Shares in Guzman y Gomez (GYG) plummeted to a record low on Friday, dropping as much as 16.5 per cent to $17. This is below its initial public offering (IPO) price of $22 earlier this year. The stock has consistently traded below its IPO price since the beginning of the month and was last down 10.8 per cent at the time of writing. Guzman y Gomez is an Australian-based Mexican fast-food chain that operates restaurants across Australia, Singapore, Japan, and the United States. It focuses on providing freshly prepared Mexican dishes.
According to UBS analyst Shaun Cousins, the company’s underlying EBITDA of $33 million for the first half was slightly below estimates, although a reported profit of $10.6 million exceeded expectations. The Australasia segment showed positive performance, with underlying EBITDA of $41.3 million, a 30 per cent increase. Same-store sales growth in Australasia reached 4.4 per cent, although this was modestly below consensus estimates.
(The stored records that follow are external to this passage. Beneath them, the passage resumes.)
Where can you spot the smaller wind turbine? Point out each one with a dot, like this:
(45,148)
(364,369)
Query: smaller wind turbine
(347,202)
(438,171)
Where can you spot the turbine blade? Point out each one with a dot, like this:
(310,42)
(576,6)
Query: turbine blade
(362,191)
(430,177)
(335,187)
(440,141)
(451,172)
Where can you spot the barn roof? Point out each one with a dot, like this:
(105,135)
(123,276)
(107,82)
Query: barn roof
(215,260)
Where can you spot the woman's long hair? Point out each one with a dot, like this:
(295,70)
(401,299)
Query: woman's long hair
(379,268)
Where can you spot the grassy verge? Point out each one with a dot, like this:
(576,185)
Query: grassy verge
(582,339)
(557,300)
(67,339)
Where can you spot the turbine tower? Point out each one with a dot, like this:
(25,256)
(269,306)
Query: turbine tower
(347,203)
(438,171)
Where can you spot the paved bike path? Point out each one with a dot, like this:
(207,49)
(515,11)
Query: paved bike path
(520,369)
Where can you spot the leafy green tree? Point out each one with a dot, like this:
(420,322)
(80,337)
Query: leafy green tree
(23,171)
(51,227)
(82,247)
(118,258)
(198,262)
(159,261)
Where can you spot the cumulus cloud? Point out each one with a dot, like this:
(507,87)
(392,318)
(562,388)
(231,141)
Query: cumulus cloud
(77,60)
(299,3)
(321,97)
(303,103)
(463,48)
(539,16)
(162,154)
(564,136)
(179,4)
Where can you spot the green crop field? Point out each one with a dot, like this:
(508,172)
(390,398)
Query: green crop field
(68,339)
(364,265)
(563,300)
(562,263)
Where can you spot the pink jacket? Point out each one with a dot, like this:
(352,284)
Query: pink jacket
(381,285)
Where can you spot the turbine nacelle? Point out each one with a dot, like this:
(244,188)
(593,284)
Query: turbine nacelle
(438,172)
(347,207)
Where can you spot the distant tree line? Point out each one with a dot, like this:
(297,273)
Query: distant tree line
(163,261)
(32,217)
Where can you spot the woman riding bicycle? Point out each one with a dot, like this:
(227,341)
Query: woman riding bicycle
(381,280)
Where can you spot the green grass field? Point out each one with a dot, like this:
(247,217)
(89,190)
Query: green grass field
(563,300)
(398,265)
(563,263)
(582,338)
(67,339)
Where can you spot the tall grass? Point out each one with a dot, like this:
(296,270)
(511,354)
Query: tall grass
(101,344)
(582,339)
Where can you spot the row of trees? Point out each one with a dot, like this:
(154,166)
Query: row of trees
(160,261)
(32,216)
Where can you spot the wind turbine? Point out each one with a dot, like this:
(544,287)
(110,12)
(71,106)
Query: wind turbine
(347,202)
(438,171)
However, the US market presented challenges, with an underlying EBITDA loss of $8.3 million, which was weaker than anticipated. E Toro market analyst Zavier Wong noted the significant drop in GYG shares from their highs, approximately 57 per cent. He highlighted concerns surrounding US losses and a high valuation multiple as potential long-term issues. Despite these concerns, Wong pointed out the company’s strong earnings growth, substantial cash reserves, and shareholder-friendly actions such as dividend payments and share buybacks.